Alarm at 6 had me up quickly to get as much tasks done to be gone sharp after sunrise. I collected more water, needing some ice smashing to clear a hole, as my bottle had frozen solid, and soon I’d porridge and hot chocolate on the go, while some colour crept into the dawn.
In the end a number of things delayed progress: my boots had frozen, the cold had overpowered the sachets. The tent pegs were also stuck in the ground, though I learned that I could use an ice axe as a lever to pull on small loops, and could dig out those without. The tent poles were frozen together, and a bare grip eventually loosened them albeit sucking any heat out of my fingers to stinging cold. The perfect beauty of the morning in such a location too had to be savoured; I’d hopefully make up time later on.

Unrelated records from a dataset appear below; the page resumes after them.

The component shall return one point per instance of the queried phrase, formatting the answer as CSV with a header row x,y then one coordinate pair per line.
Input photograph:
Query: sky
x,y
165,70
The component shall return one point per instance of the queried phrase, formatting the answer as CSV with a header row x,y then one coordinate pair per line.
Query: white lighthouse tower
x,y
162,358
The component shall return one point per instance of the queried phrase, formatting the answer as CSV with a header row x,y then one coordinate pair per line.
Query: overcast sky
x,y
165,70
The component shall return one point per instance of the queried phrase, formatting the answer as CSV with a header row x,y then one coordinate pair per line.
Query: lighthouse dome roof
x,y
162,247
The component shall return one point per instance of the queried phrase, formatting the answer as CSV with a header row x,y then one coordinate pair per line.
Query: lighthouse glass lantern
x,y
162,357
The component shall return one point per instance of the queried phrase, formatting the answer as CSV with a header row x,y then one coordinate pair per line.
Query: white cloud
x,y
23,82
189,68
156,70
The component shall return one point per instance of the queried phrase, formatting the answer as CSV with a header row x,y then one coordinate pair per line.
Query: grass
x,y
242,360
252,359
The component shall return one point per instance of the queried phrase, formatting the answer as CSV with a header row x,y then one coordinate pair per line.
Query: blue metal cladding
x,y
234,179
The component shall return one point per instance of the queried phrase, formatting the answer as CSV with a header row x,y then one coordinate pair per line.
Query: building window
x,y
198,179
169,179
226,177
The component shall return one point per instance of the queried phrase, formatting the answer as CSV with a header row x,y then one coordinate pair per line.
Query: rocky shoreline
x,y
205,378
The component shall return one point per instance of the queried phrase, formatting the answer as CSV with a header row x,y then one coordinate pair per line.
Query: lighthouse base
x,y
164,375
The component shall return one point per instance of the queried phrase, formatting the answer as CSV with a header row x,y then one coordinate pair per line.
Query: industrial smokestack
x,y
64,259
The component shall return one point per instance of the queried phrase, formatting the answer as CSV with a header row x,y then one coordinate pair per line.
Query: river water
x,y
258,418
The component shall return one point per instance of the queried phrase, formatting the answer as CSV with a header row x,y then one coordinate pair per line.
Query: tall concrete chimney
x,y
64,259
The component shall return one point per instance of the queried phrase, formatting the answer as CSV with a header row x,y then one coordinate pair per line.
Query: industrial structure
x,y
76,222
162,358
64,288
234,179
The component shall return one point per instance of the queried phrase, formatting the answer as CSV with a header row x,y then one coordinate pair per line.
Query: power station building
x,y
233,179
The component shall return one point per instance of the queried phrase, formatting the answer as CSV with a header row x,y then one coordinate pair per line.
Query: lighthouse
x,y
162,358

The path up to the sneck was only covered higher up but had a few dicey slopes and stream crossings where steep pockets of hard snow needed care.
Going up the zig-zags to Ben Avon, I was feeling the rucksack weight, and was hot now in direct sun, but this would probably be the last ascent of the day. On to the plateau, the night’s freeze had coated the snow with a sparkling layer of ice crystals. With time being tight I shortcut towards my next target, disdaining the main top. Using rock pile 1119 as a navigation tick-point I headed east into the curves of the next gully, which was steeper and more concave than expected, and one moment was hard neve then knee deep powder. A couple glissades between the rockier bits had me down to the stream and I headed to explore the impressive snow wall within, though I didn’t get right up to it requiring more time than I had and a bit too much risk front-pointing along a 10-foot drop into the stream.

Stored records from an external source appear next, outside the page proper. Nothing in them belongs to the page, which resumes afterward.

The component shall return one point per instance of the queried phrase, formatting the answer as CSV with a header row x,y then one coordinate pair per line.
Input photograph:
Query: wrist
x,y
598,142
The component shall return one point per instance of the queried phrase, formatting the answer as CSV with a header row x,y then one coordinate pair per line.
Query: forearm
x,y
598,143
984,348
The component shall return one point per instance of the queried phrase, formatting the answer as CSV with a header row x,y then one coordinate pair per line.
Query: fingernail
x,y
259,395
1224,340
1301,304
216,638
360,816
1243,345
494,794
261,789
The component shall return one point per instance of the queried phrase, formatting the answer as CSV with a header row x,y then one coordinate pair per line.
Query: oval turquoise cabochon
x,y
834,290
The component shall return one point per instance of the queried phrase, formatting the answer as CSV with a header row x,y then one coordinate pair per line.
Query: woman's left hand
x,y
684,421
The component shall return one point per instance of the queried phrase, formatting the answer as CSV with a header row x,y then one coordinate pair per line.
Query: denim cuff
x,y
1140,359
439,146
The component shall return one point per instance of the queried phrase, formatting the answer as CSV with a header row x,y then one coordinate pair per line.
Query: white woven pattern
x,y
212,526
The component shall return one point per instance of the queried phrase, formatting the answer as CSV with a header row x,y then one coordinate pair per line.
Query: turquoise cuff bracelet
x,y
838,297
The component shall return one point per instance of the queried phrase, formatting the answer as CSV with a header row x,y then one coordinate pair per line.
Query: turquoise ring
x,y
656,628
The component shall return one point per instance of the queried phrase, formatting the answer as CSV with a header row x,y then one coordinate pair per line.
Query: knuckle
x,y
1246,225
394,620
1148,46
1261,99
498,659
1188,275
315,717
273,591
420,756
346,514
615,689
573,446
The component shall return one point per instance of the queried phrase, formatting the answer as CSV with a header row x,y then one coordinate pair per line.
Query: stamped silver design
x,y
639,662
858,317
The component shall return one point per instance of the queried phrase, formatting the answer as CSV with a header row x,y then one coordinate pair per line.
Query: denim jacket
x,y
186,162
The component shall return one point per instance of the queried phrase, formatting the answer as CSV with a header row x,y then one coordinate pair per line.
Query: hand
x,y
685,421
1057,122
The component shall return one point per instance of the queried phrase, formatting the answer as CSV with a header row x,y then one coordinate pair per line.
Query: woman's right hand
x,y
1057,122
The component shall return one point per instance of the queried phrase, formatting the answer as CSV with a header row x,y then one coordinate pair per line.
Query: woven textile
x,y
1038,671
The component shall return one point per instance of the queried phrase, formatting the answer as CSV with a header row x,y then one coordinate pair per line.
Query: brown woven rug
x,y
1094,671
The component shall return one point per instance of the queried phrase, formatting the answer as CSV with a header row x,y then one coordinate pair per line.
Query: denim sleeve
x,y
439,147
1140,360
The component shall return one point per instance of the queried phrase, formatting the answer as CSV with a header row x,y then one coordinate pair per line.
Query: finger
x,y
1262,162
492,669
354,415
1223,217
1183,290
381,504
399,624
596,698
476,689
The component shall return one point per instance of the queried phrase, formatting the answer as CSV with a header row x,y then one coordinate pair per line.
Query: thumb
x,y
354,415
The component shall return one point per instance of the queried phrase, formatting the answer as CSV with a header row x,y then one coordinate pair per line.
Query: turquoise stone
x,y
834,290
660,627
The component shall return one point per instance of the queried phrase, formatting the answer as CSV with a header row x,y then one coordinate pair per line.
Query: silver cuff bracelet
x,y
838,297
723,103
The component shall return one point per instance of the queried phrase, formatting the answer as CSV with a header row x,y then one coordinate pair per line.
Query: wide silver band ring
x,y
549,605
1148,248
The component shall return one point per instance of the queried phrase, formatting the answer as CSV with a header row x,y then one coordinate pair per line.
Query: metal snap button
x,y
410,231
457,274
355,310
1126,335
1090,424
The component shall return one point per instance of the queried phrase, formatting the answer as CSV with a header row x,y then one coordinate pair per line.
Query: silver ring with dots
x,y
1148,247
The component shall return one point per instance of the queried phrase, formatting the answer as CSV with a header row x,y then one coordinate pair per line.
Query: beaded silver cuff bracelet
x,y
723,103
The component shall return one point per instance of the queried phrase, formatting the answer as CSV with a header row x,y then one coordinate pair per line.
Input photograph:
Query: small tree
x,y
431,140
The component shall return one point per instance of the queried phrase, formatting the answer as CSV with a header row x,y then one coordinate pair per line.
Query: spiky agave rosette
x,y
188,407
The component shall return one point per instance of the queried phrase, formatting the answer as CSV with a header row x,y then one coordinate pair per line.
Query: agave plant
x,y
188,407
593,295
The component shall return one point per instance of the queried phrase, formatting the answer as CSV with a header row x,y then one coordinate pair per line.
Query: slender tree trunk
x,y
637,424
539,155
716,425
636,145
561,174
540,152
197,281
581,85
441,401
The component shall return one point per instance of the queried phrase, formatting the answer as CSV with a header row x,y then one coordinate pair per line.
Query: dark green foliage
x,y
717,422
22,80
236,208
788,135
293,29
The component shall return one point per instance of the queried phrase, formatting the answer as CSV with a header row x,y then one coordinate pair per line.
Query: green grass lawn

My curiosity to whether this location was a “snow corrie” had been proven correct, but for the purposes of snowholing both this and the one on Beinn a Bhuird are a long trek in, so only suited to the task for very determined folk. If nothing else, rarely visited places of winter snow-sculpture, and glad I’d went to see them.
Joining the Allt Eas Mhoir, the pace slowed through a jumble of frozen bog-trail, more hard snow slides, and icey boulders, the river crossing requiring shattering the verglas off the awkward pointy boulders across which didn’t fit nicely underneath a crampon. I was falling further behind schedule but care was needed until there was some semblance of ‘easy trail’ towards the River Gairn.

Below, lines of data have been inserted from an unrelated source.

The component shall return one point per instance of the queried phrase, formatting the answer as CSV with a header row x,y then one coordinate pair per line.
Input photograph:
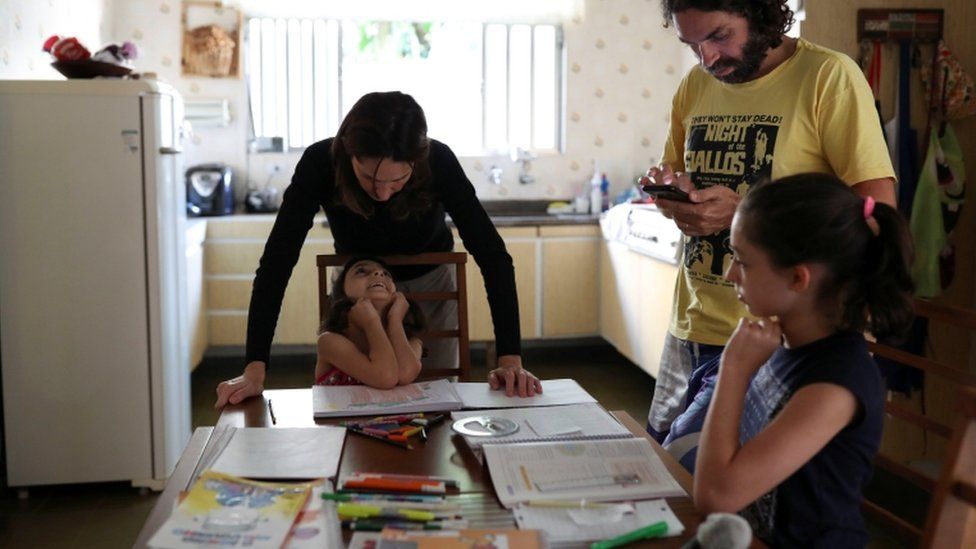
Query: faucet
x,y
495,175
524,157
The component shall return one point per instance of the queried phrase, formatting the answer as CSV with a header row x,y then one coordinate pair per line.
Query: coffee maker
x,y
209,190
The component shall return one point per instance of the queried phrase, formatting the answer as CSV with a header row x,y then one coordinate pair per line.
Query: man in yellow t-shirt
x,y
759,105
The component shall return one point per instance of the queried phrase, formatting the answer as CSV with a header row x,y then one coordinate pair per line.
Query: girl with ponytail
x,y
796,417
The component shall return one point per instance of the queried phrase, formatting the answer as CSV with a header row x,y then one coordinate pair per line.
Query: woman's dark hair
x,y
337,319
768,19
384,125
816,218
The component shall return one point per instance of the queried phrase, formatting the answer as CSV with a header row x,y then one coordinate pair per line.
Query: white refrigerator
x,y
94,352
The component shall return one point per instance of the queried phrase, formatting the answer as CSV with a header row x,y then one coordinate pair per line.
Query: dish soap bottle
x,y
596,196
604,193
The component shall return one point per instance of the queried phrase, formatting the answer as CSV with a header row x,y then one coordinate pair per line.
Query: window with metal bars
x,y
486,88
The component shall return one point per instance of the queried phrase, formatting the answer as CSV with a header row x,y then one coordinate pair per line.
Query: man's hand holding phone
x,y
703,212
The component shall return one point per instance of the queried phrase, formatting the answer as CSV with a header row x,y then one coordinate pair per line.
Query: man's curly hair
x,y
769,19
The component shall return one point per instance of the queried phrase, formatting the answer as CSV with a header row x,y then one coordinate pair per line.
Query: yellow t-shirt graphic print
x,y
813,113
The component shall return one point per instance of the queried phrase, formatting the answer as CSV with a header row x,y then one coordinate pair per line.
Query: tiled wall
x,y
622,68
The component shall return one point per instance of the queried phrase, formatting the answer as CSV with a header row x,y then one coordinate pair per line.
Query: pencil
x,y
380,438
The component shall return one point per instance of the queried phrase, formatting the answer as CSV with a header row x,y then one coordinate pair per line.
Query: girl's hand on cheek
x,y
751,344
399,307
363,313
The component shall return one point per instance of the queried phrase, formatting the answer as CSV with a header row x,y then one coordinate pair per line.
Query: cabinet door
x,y
233,249
570,289
521,243
656,296
619,287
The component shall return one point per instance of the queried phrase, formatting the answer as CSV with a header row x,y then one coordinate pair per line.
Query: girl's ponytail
x,y
864,246
886,284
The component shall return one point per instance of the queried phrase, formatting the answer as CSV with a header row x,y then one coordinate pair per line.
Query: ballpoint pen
x,y
361,510
394,484
379,438
654,530
386,498
274,420
373,525
567,504
449,482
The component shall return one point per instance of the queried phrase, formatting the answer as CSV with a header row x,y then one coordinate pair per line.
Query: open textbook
x,y
435,396
360,400
554,392
594,470
233,512
587,421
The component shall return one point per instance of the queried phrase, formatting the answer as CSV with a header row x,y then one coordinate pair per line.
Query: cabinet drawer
x,y
232,257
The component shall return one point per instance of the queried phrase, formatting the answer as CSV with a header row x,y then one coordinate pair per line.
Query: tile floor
x,y
110,515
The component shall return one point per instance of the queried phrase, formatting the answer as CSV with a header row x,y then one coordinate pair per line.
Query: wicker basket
x,y
209,51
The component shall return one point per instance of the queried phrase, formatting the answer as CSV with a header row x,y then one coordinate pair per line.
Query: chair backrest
x,y
459,260
952,515
906,414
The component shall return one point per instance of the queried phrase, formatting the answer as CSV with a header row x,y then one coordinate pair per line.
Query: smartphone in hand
x,y
667,192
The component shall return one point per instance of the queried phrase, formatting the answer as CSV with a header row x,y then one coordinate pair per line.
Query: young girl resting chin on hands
x,y
369,334
796,417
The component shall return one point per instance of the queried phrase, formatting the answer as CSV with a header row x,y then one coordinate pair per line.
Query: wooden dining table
x,y
444,454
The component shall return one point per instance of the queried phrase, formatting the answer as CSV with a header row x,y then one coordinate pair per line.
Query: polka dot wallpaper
x,y
622,68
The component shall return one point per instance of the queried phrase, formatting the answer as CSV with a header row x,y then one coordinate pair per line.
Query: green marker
x,y
655,530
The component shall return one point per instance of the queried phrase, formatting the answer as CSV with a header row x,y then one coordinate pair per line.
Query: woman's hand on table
x,y
513,377
248,384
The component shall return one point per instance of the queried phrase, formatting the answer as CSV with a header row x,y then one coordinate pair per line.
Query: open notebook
x,y
360,400
435,396
587,421
594,470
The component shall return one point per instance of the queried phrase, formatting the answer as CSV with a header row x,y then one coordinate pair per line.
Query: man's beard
x,y
745,68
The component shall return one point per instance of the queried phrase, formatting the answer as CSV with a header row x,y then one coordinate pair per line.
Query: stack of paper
x,y
227,511
282,453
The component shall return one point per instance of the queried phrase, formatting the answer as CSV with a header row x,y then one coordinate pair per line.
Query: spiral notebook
x,y
586,421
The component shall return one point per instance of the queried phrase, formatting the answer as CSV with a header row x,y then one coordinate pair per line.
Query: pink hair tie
x,y
869,216
868,207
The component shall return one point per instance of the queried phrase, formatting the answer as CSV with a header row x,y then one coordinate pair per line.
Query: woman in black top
x,y
385,187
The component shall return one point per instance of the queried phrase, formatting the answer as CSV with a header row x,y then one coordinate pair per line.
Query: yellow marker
x,y
525,477
571,504
357,510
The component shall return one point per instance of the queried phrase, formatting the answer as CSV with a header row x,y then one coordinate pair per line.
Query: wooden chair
x,y
458,259
902,414
952,515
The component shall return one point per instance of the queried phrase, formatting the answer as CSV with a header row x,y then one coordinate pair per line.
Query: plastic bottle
x,y
596,196
604,193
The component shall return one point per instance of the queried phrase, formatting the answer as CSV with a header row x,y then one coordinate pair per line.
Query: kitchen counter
x,y
503,213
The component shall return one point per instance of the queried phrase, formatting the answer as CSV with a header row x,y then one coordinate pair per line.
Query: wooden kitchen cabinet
x,y
618,298
570,280
522,243
656,280
196,291
233,248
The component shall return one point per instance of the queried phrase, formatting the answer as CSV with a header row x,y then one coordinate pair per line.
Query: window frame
x,y
333,79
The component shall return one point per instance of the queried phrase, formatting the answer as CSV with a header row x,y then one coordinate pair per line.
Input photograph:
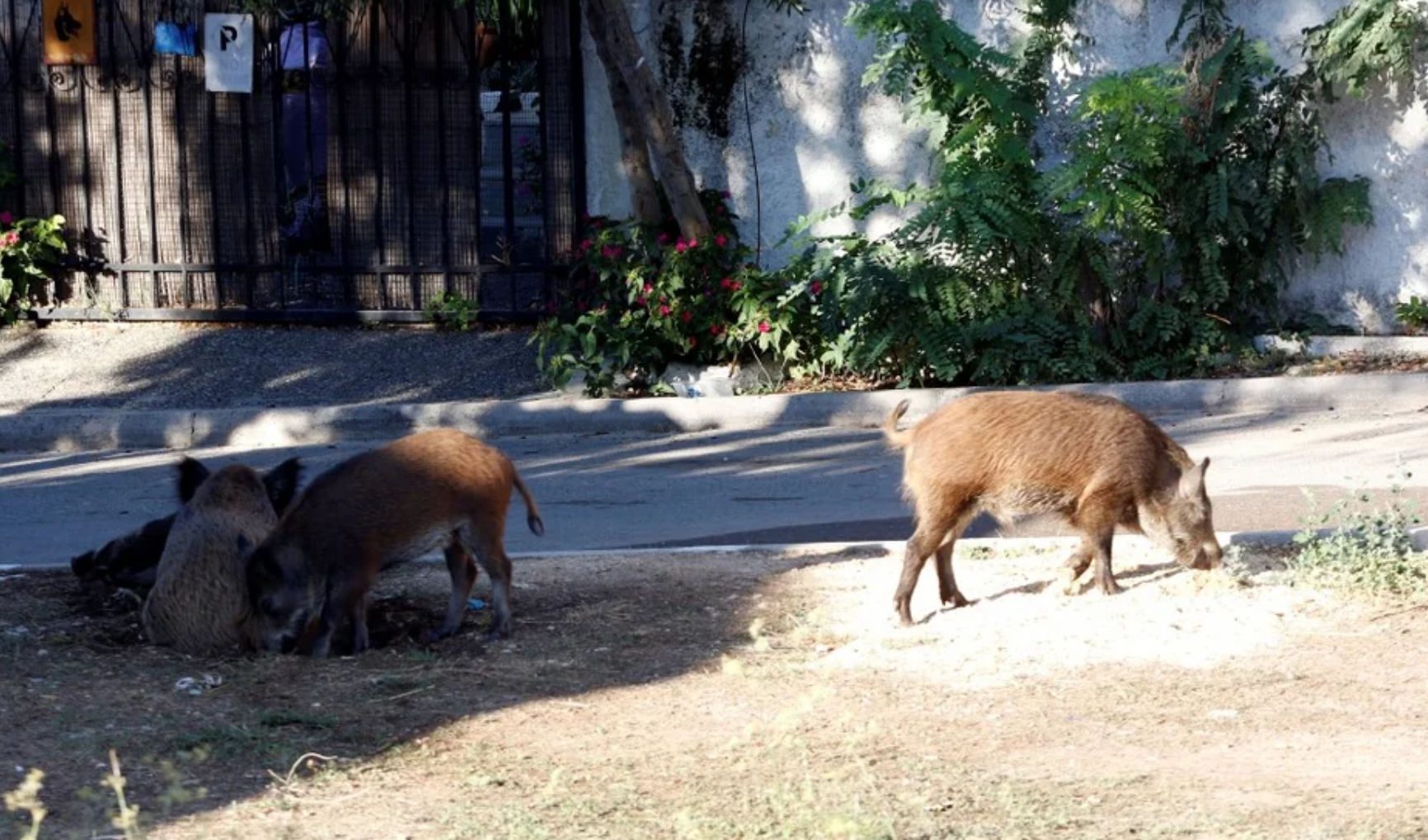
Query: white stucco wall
x,y
817,129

There were a couple spots where the stream was fully bridged but not enough to replicate last year’s tunnels in this section, they’ll not last the months required to hollow upwards. After finally clearing all the snow, it was heather thrashing down to the Gairn path which was now an ice and mud filled rut. The plank bridge across the river looked like it had taken a few flood-bashes, hopefully it continues to last.
As I climbed up the other side, I had a look back at the east side of Ben Avon. The Allt Phouple was looking lean next to the Barns.
Breaking out of Bealach Dearg, the view to the south of the Lochnagar hills was nice, but I had to get a stomp on to make schedule, thundering down the dusty tracking in a shuffly jog as much as can be done so with a 60L rucksack.
At the car park my friend was there with a very welcome offer of a coffee brewed up, so throbbing feet were put at rest and we had a chill at the benches for a while before heading off. We also stopped again at the Highlanders Bakehouse, a great wee place beside Crathie. Further refuelling well earned from a worthy mountain adventure.